The facility has also achieved cost benefits from reduced training time. It used to take up to eight weeks for a new worker to reach MADC’s standard performance level. With VoiceLogistics, a new hire with little or no warehouse experience can be ready for work in about half the time.

Kennedy also reports that accuracy gains are immediate with VoiceLogistics, so training time can focus on teaching trainees the floor layout, and helping them get up to speed physically. “Most new hires have to get into shape in order to lift 50-pound bags and reach our performance standard of 200 picks per hour,” he notes.

Gaining Complete Control

Integrating the voice picking technology with the IDS software is the next step for MADC. The combined systems promise to provide MADC with complete management control over warehouse inventory.
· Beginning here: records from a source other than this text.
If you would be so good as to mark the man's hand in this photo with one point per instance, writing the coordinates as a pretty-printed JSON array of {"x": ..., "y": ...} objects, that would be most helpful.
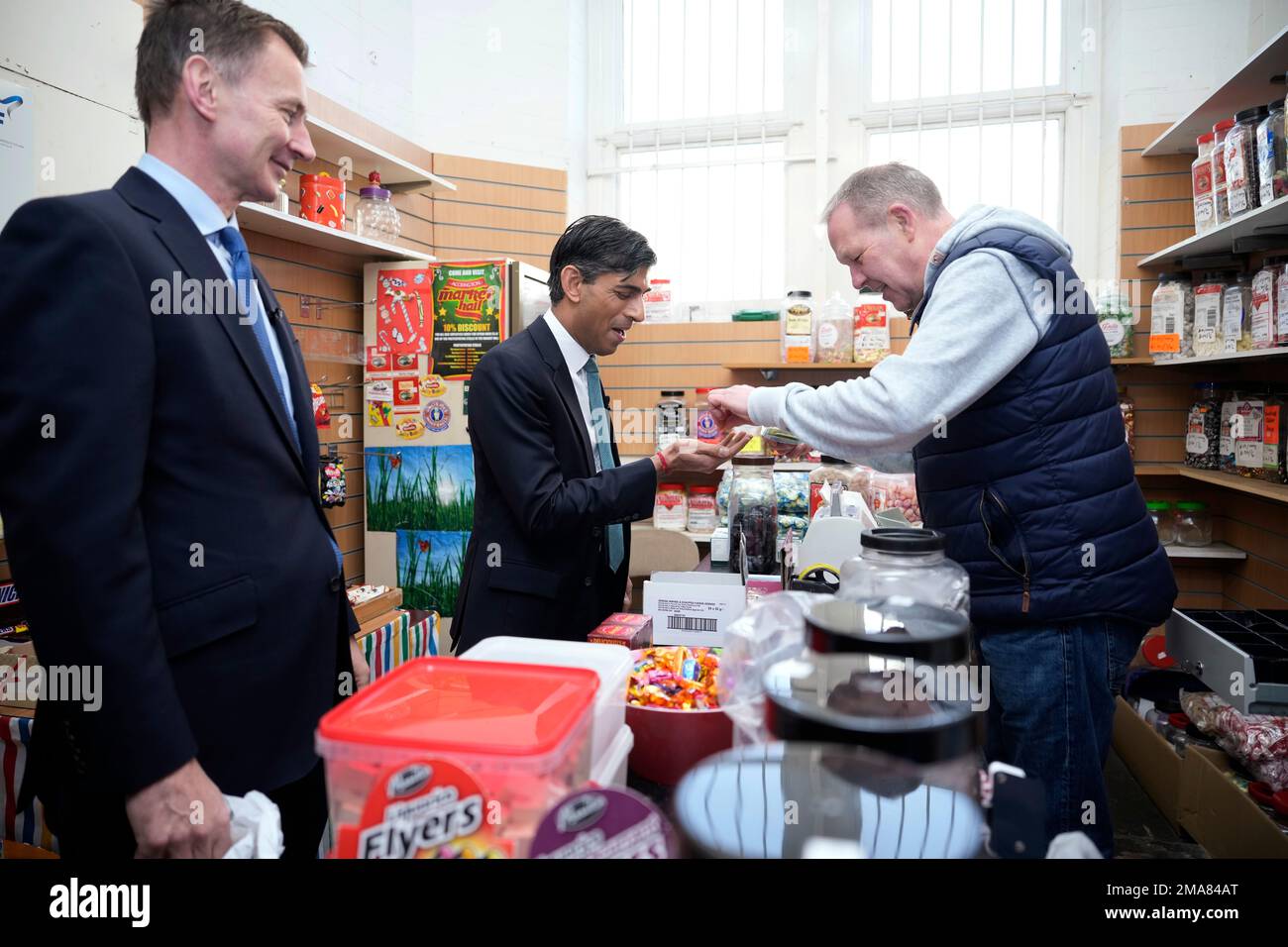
[
  {"x": 361, "y": 671},
  {"x": 729, "y": 406},
  {"x": 690, "y": 455},
  {"x": 181, "y": 815}
]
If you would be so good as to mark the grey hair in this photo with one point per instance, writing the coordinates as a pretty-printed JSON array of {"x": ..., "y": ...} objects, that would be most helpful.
[{"x": 871, "y": 192}]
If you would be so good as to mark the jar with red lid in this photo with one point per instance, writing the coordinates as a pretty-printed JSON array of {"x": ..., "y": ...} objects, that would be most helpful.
[{"x": 1220, "y": 197}]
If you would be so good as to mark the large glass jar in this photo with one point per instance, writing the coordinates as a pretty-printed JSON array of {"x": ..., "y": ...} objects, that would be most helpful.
[
  {"x": 1164, "y": 522},
  {"x": 1201, "y": 174},
  {"x": 832, "y": 471},
  {"x": 1209, "y": 339},
  {"x": 670, "y": 419},
  {"x": 833, "y": 331},
  {"x": 1193, "y": 525},
  {"x": 1172, "y": 321},
  {"x": 376, "y": 217},
  {"x": 910, "y": 564},
  {"x": 1117, "y": 322},
  {"x": 840, "y": 801},
  {"x": 1271, "y": 158},
  {"x": 1236, "y": 315},
  {"x": 888, "y": 676},
  {"x": 1240, "y": 161},
  {"x": 1220, "y": 197},
  {"x": 754, "y": 515},
  {"x": 1203, "y": 428}
]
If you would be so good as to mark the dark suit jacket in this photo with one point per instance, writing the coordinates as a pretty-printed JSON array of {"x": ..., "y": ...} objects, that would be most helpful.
[
  {"x": 537, "y": 562},
  {"x": 168, "y": 531}
]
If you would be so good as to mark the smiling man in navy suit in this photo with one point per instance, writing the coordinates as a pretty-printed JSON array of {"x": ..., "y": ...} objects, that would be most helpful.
[{"x": 160, "y": 487}]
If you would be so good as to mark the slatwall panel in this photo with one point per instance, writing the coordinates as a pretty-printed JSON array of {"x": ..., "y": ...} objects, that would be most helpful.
[
  {"x": 1157, "y": 211},
  {"x": 690, "y": 355}
]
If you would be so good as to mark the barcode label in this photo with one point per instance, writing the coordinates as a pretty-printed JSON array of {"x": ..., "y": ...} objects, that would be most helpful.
[{"x": 682, "y": 622}]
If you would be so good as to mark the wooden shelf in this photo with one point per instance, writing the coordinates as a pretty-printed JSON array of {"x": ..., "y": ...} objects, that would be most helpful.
[
  {"x": 1231, "y": 357},
  {"x": 798, "y": 367},
  {"x": 1244, "y": 484},
  {"x": 1249, "y": 86},
  {"x": 1224, "y": 240},
  {"x": 1215, "y": 551},
  {"x": 395, "y": 174},
  {"x": 261, "y": 219}
]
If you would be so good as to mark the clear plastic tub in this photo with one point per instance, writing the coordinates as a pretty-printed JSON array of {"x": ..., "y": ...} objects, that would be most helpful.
[
  {"x": 612, "y": 665},
  {"x": 523, "y": 731}
]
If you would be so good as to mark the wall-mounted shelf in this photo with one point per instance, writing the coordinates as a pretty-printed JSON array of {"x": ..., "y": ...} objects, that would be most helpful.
[
  {"x": 1214, "y": 551},
  {"x": 1249, "y": 86},
  {"x": 395, "y": 174},
  {"x": 1233, "y": 237},
  {"x": 1244, "y": 484},
  {"x": 261, "y": 219},
  {"x": 1231, "y": 357}
]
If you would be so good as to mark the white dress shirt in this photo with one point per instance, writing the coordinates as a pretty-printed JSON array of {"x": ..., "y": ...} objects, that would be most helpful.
[{"x": 576, "y": 357}]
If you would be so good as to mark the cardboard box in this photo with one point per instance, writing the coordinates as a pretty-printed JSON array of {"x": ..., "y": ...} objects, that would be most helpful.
[
  {"x": 694, "y": 608},
  {"x": 1150, "y": 759},
  {"x": 16, "y": 659},
  {"x": 632, "y": 631},
  {"x": 378, "y": 605},
  {"x": 1222, "y": 815}
]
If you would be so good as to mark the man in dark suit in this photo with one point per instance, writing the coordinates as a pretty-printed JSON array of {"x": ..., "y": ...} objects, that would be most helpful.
[
  {"x": 553, "y": 502},
  {"x": 160, "y": 487}
]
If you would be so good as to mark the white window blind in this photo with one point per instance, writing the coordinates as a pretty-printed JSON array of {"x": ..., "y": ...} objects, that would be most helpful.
[
  {"x": 974, "y": 94},
  {"x": 699, "y": 145}
]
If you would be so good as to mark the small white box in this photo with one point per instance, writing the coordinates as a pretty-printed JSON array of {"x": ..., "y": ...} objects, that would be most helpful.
[
  {"x": 720, "y": 544},
  {"x": 694, "y": 608}
]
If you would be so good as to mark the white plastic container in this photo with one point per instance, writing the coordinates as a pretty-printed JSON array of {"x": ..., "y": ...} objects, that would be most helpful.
[
  {"x": 610, "y": 663},
  {"x": 610, "y": 771}
]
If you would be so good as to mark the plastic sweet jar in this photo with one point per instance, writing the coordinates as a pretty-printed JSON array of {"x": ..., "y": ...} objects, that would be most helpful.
[
  {"x": 1164, "y": 522},
  {"x": 845, "y": 802},
  {"x": 754, "y": 514},
  {"x": 1193, "y": 525},
  {"x": 890, "y": 677},
  {"x": 910, "y": 564},
  {"x": 376, "y": 217}
]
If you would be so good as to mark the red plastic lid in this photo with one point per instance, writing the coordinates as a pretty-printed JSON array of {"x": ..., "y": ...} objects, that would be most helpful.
[
  {"x": 1155, "y": 651},
  {"x": 475, "y": 707}
]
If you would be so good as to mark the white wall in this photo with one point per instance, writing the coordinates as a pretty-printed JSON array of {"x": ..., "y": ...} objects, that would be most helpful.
[{"x": 488, "y": 80}]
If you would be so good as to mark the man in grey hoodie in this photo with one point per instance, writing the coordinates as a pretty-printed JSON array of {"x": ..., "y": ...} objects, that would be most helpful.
[{"x": 1006, "y": 398}]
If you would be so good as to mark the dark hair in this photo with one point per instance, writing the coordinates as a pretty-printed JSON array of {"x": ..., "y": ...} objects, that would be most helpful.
[
  {"x": 227, "y": 33},
  {"x": 597, "y": 245}
]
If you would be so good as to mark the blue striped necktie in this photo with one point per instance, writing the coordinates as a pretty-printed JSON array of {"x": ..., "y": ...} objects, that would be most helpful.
[{"x": 604, "y": 450}]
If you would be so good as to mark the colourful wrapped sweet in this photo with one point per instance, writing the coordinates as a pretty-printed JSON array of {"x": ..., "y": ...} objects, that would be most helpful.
[
  {"x": 793, "y": 488},
  {"x": 675, "y": 678}
]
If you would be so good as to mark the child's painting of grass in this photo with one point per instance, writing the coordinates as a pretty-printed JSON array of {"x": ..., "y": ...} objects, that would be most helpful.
[
  {"x": 420, "y": 488},
  {"x": 429, "y": 569}
]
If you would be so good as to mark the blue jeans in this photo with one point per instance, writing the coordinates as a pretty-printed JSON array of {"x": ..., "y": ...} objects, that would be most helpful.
[{"x": 1051, "y": 711}]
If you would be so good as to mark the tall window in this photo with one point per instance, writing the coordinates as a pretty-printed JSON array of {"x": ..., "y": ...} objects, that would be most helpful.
[
  {"x": 699, "y": 145},
  {"x": 974, "y": 94}
]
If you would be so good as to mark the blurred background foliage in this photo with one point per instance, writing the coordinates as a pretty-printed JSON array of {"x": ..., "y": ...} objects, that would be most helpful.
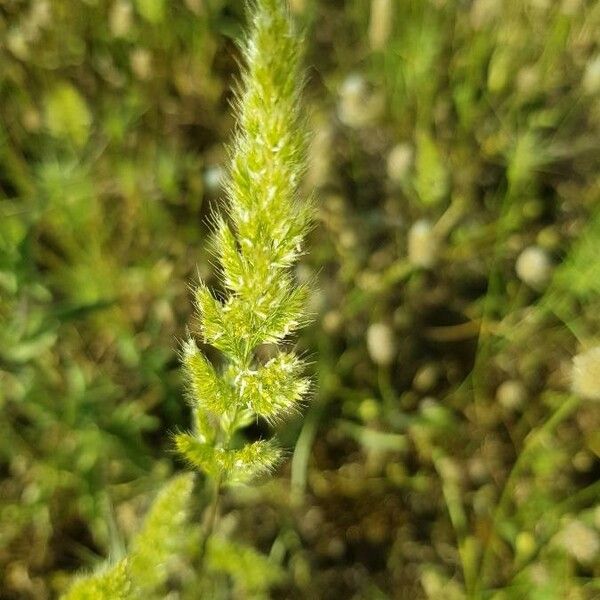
[{"x": 455, "y": 156}]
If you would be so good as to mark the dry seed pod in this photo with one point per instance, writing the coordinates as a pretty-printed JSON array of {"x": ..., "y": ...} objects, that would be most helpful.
[
  {"x": 423, "y": 245},
  {"x": 380, "y": 25},
  {"x": 399, "y": 162},
  {"x": 534, "y": 267},
  {"x": 586, "y": 374},
  {"x": 511, "y": 394},
  {"x": 381, "y": 343}
]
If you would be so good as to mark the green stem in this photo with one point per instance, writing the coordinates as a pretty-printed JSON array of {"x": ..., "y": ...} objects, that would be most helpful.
[
  {"x": 210, "y": 522},
  {"x": 531, "y": 441}
]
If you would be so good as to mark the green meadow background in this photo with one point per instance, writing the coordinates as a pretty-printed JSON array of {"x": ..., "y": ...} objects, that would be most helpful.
[{"x": 456, "y": 259}]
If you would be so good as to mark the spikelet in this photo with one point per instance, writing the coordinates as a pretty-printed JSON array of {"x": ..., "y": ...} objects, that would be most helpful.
[
  {"x": 256, "y": 244},
  {"x": 112, "y": 583},
  {"x": 145, "y": 568},
  {"x": 159, "y": 539}
]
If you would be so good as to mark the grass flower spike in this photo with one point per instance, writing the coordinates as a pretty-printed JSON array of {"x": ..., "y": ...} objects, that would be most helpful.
[{"x": 256, "y": 244}]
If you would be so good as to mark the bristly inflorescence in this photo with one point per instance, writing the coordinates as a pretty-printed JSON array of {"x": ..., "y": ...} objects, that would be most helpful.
[{"x": 256, "y": 244}]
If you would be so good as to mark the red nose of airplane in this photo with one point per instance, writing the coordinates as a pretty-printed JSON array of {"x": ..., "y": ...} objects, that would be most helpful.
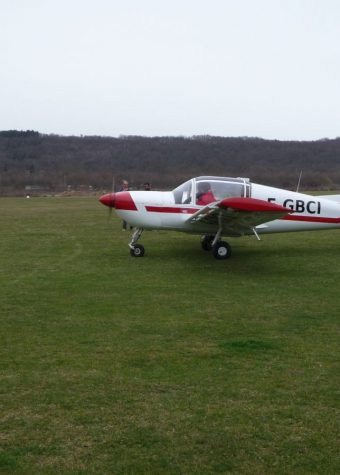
[{"x": 108, "y": 200}]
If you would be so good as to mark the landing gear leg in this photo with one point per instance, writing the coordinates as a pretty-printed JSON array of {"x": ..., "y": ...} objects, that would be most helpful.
[
  {"x": 136, "y": 250},
  {"x": 221, "y": 249}
]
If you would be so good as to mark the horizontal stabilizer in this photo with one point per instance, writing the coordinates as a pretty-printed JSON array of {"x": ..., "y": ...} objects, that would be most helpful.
[{"x": 252, "y": 205}]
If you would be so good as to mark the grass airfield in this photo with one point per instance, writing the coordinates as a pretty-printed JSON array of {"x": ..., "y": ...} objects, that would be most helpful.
[{"x": 172, "y": 363}]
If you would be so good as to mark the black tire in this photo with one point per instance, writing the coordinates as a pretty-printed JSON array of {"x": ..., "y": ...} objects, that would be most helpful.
[
  {"x": 137, "y": 251},
  {"x": 206, "y": 242},
  {"x": 222, "y": 250}
]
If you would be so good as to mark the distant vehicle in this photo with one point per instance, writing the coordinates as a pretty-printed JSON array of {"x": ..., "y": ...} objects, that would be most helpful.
[{"x": 220, "y": 206}]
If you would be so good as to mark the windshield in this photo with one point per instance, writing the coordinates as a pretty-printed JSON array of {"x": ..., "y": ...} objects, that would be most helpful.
[
  {"x": 208, "y": 191},
  {"x": 183, "y": 193}
]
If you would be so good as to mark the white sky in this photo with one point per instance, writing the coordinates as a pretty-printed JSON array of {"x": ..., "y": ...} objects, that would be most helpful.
[{"x": 264, "y": 68}]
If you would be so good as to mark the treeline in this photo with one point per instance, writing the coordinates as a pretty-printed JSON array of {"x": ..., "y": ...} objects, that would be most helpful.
[{"x": 30, "y": 160}]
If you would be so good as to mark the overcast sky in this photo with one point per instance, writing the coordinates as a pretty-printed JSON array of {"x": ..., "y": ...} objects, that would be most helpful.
[{"x": 264, "y": 68}]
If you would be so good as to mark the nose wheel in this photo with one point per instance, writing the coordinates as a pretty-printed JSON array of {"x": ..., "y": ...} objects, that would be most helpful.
[
  {"x": 136, "y": 250},
  {"x": 221, "y": 250}
]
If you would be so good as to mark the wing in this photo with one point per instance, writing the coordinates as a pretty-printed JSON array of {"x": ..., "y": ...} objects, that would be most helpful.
[{"x": 238, "y": 216}]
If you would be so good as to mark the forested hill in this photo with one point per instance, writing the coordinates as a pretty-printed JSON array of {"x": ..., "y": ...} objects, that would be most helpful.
[{"x": 29, "y": 159}]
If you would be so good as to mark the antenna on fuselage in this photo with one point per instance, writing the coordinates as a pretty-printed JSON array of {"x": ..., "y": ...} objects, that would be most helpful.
[{"x": 299, "y": 181}]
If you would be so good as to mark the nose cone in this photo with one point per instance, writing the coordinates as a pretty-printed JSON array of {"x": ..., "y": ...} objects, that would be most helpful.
[{"x": 108, "y": 200}]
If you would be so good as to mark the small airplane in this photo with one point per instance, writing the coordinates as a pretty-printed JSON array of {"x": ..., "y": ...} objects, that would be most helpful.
[{"x": 214, "y": 207}]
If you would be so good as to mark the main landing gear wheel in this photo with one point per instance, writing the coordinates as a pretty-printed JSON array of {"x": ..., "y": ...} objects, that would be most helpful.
[
  {"x": 206, "y": 242},
  {"x": 222, "y": 250},
  {"x": 137, "y": 250}
]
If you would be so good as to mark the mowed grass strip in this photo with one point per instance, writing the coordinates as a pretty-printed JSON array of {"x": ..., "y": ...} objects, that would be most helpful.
[{"x": 173, "y": 363}]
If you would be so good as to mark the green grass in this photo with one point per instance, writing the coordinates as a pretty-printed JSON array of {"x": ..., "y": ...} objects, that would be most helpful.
[{"x": 173, "y": 363}]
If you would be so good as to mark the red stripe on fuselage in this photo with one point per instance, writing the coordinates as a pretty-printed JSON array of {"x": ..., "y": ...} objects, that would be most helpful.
[
  {"x": 170, "y": 209},
  {"x": 124, "y": 201}
]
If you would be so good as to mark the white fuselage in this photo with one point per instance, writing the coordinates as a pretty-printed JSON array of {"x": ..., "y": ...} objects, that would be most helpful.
[{"x": 158, "y": 210}]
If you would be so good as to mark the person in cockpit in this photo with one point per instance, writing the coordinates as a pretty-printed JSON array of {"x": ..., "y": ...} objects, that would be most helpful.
[{"x": 204, "y": 195}]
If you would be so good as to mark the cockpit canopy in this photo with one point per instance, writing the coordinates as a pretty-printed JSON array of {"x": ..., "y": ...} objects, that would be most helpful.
[{"x": 207, "y": 189}]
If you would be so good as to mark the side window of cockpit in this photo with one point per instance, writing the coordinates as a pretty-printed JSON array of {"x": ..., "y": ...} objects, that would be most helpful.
[
  {"x": 226, "y": 189},
  {"x": 182, "y": 194}
]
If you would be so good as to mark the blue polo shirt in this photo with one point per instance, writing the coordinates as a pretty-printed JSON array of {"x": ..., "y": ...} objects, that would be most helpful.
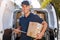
[{"x": 24, "y": 23}]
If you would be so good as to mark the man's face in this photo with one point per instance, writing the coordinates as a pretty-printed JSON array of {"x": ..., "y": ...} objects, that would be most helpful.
[{"x": 25, "y": 8}]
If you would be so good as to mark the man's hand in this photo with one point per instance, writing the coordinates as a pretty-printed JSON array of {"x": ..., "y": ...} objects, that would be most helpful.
[{"x": 40, "y": 35}]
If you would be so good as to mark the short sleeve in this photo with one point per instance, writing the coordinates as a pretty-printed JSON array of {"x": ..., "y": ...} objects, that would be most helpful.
[
  {"x": 19, "y": 22},
  {"x": 40, "y": 20}
]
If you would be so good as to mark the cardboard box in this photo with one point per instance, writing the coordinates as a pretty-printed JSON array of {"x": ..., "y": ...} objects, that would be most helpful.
[{"x": 33, "y": 29}]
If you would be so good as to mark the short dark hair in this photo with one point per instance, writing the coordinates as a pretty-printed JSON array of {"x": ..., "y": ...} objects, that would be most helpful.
[{"x": 25, "y": 3}]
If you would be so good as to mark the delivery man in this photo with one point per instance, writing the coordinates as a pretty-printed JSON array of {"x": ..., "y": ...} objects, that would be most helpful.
[{"x": 29, "y": 17}]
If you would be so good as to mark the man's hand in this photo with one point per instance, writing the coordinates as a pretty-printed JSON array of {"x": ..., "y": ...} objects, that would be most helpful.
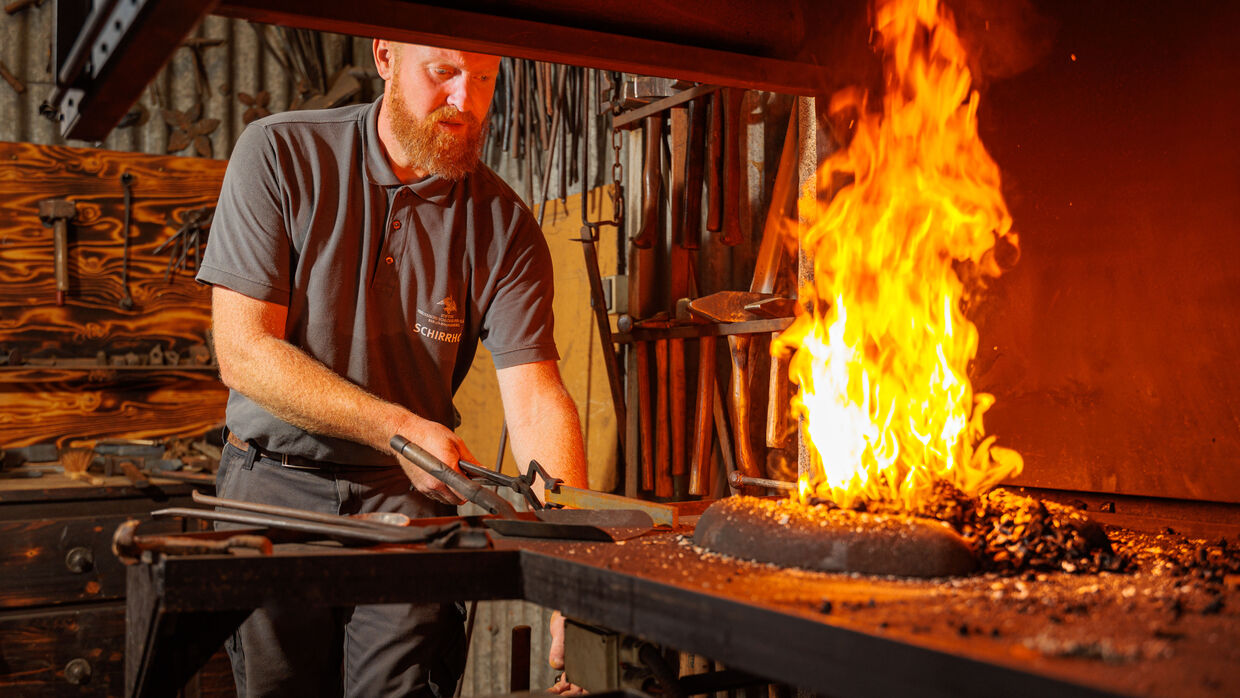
[
  {"x": 442, "y": 443},
  {"x": 557, "y": 658}
]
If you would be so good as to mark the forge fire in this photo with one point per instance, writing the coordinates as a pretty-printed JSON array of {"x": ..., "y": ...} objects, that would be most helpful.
[{"x": 882, "y": 344}]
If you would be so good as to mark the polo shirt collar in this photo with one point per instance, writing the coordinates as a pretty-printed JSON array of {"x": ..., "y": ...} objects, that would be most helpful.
[{"x": 433, "y": 189}]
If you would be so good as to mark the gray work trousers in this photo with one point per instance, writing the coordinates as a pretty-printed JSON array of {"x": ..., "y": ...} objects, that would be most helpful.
[{"x": 289, "y": 649}]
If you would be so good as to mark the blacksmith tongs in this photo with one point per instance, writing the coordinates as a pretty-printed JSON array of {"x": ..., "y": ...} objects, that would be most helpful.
[{"x": 521, "y": 485}]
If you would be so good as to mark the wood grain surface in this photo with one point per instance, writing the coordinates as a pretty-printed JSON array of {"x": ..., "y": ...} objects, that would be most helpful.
[{"x": 58, "y": 403}]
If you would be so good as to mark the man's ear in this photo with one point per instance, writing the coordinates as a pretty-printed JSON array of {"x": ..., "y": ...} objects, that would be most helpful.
[{"x": 385, "y": 57}]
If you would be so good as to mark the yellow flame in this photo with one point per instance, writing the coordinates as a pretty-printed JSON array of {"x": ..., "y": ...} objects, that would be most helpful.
[{"x": 882, "y": 357}]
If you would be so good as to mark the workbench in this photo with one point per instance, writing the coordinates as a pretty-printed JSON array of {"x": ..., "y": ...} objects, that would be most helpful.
[
  {"x": 62, "y": 613},
  {"x": 840, "y": 635}
]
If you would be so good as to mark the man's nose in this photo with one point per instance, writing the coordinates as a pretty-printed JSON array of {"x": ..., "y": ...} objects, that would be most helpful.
[{"x": 463, "y": 93}]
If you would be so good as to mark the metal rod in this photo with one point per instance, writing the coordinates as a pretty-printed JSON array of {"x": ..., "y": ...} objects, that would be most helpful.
[{"x": 737, "y": 480}]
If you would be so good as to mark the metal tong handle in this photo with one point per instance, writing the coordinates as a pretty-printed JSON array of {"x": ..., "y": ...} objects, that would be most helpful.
[{"x": 463, "y": 486}]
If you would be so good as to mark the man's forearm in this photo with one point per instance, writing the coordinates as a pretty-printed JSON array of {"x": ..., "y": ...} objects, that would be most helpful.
[
  {"x": 542, "y": 422},
  {"x": 305, "y": 393}
]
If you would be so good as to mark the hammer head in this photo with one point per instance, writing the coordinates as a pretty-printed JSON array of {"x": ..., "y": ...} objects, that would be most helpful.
[{"x": 51, "y": 210}]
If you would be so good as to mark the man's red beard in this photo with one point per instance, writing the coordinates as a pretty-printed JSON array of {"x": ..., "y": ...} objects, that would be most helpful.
[{"x": 435, "y": 149}]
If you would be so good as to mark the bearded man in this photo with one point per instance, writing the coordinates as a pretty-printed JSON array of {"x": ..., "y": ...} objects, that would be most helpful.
[{"x": 357, "y": 257}]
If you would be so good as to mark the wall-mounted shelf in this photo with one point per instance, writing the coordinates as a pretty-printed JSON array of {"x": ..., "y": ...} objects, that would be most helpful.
[{"x": 97, "y": 373}]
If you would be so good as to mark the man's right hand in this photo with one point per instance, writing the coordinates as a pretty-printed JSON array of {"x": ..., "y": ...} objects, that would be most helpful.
[{"x": 442, "y": 443}]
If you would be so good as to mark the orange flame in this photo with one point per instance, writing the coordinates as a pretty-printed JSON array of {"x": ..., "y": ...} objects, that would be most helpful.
[{"x": 883, "y": 352}]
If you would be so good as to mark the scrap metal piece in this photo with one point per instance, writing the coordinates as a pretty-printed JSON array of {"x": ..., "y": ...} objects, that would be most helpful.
[
  {"x": 361, "y": 532},
  {"x": 660, "y": 515},
  {"x": 383, "y": 521},
  {"x": 129, "y": 547}
]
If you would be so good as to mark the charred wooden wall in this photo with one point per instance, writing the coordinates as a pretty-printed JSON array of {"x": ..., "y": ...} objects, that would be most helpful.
[{"x": 48, "y": 387}]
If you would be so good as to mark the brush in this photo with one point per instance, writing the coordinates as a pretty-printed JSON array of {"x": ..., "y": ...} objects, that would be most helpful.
[{"x": 76, "y": 463}]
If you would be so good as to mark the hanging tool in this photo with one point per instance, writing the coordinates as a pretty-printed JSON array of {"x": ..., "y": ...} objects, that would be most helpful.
[
  {"x": 699, "y": 465},
  {"x": 730, "y": 306},
  {"x": 127, "y": 301},
  {"x": 691, "y": 223},
  {"x": 589, "y": 238},
  {"x": 713, "y": 166},
  {"x": 733, "y": 167},
  {"x": 739, "y": 481},
  {"x": 662, "y": 448},
  {"x": 676, "y": 355},
  {"x": 646, "y": 415},
  {"x": 129, "y": 547},
  {"x": 56, "y": 213},
  {"x": 651, "y": 181}
]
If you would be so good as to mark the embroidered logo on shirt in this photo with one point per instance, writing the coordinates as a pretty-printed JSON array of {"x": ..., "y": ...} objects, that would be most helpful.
[
  {"x": 443, "y": 327},
  {"x": 449, "y": 306}
]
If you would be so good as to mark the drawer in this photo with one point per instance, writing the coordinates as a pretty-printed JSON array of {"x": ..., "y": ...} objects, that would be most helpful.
[
  {"x": 66, "y": 652},
  {"x": 79, "y": 651},
  {"x": 66, "y": 561}
]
“Voxware and IDS have agreed to write the applications and interfaces to integrate the two systems, and will share the development costs,” Kennedy says. The vendors are footing the bill because MADC’s integrated system will serve as a model for other food distributors.

One technology MADC has yet to wholeheartedly embrace is RFID. Without a Wal-Mart or other major partner forcing its hand, MADC is biding its time on the tracking technology. “I don’t know that the technology is ready for us, or that we’re ready for the technology,” Kennedy says.

Yet Kennedy believes that RFID will definitely play a role in MADC’s future. “I’m waiting to see how the technology shakes out,” he says. “In a few years, everyone will move toward using RFID.”

MADC’s main goal when selecting new technologies is finding systems that help fulfill its mission of keeping Dunkin’ Donuts stores stocked and ready to serve hungry customers.

“Our goal is to hit every shop on the delivery date within one hour of the scheduled time,” Kennedy says. “If we can find new technologies that help us reach this goal, I’m willing to consider them.”

Sweet words for the people who make the donuts—and those who eagerly consume them.